Ezechiël 36 – HTB & TNCV

Het Boek

Ezechiël 36:1-38

Goede tijden voor Israël in aantocht

1‘Mensenzoon, profeteer tegen de bergen van Israël. Zeg hun dat zij moeten luisteren naar deze boodschap van de Here: 2Uw vijanden hebben spottend om u gelachen en gezegd dat uw aloude bergtoppen hun eigendom waren. 3Van alle kanten verwoestten zij u en joegen u op als slaven naar vele landen. U werd belasterd en bespot. 4Daarom, bergen van Israël, moet u naar de woorden van de Oppermachtige Here luisteren. Hij zegt tegen de heuvels en bergen, de dalen en valleien en tegen de verwoeste dorpen en lang geleden verlaten steden, verwoest en vertrapt door heidense volken van rondom: 5Mijn toorn is ontbrand tegen deze volken, Edom in het bijzonder, omdat zij mijn land met plezier en met haat in hun hart hebben leeggeplunderd.

6Profeteer daarom en zeg tegen de heuvels en bergen, dalen en valleien van Israël: de Oppermachtige Here zegt: Ik ben tot in het diepst van mijn hart gegriefd, omdat u tot mikpunt van spot werd gemaakt voor de omringende volken. 7Daarom heb Ik met opgeheven hand gezworen dat deze volken op hun beurt zullen worden bespot. 8Maar voor u, Israël, zullen de goede tijden weer aanbreken. In afwachting van de terugkeer van mijn volk zullen de fruitoogsten groot zijn en zij komen al weer gauw terug! 9Kijk, Ik sta aan uw kant en zal u te hulp komen wanneer uw grond weer wordt bewerkt en uw gewassen worden gezaaid. 10-11 Ik zal uw bevolking door het hele land sterk laten groeien en de groei van uw veestapel zal daarmee gelijke tred houden.
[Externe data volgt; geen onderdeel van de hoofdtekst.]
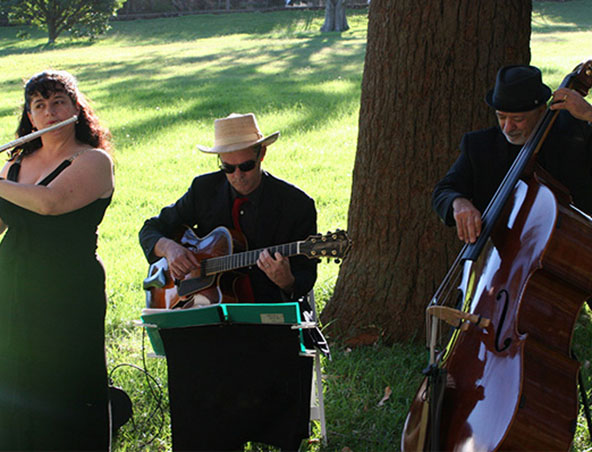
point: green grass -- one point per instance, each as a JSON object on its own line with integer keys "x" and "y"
{"x": 159, "y": 85}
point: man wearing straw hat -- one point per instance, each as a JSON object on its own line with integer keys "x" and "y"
{"x": 267, "y": 210}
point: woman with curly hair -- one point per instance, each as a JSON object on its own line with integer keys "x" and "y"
{"x": 53, "y": 194}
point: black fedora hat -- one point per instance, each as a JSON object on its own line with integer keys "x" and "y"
{"x": 518, "y": 88}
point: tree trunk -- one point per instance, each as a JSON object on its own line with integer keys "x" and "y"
{"x": 428, "y": 66}
{"x": 335, "y": 19}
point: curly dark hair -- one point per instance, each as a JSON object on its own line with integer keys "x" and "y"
{"x": 88, "y": 129}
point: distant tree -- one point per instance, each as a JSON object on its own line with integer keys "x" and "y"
{"x": 335, "y": 19}
{"x": 428, "y": 66}
{"x": 80, "y": 17}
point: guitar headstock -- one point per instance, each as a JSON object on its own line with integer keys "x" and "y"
{"x": 581, "y": 78}
{"x": 332, "y": 245}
De steden en puinhopen zullen weer worden opgebouwd en bewoond. Bergen van Israël, uw hellingen zullen opnieuw bezaaid zijn met huizen. Ik zal zelfs nog meer voor u doen dan vroeger. Dan zult u beseffen dat Ik de Here ben. 12O, mijn land, mijn volk zal opnieuw over uw grond lopen en u zult weer aan hen toebehoren. U zult niet langer de plaats zijn waar het leven van hun kinderen gevaar loopt. 13De Oppermachtige Here zegt: “De andere volken beledigen u nu door te zeggen: ‘Israël is een land dat zijn kinderen verslindt!’ 14Maar dit zullen zij niet lang meer zeggen. Het aantal geboorten zal stijgen en de kindersterfte zal sterk afnemen,” zegt de Here. 15“Die heidense volken zullen niet langer hatelijke opmerkingen tegen u maken, want door u zal mijn volk niet meer beroofd worden van zijn kinderen,” zegt de Oppermachtige Here.’

16Toen gaf de Here mij de volgende woorden door: 17‘Mensenzoon, toen het volk Israël nog in zijn eigen land woonde, verontreinigde het zijn land met wandaden. Zijn afgoderij was Mij een doorn in het oog. 18De Israëlieten besmeurden het land met moord en afgodenverering en daarom goot Ik mijn toorn over hen uit. 19Ik verbande hen naar vele landen, op die manier heb Ik hen gestraft voor hun goddeloze levenswijze. 20Maar toen zij onder de volken waren verstrooid, brachten ze mijn heilige naam in opspraak, omdat de volken zeiden: “Dit zijn de onderdanen van God en Hij kon hen niet eens beschermen tegen het onheil?” 21Ter wille van mijn heilige naam, die door mijn volk overal ter wereld ontheiligd is, zal Ik ingrijpen.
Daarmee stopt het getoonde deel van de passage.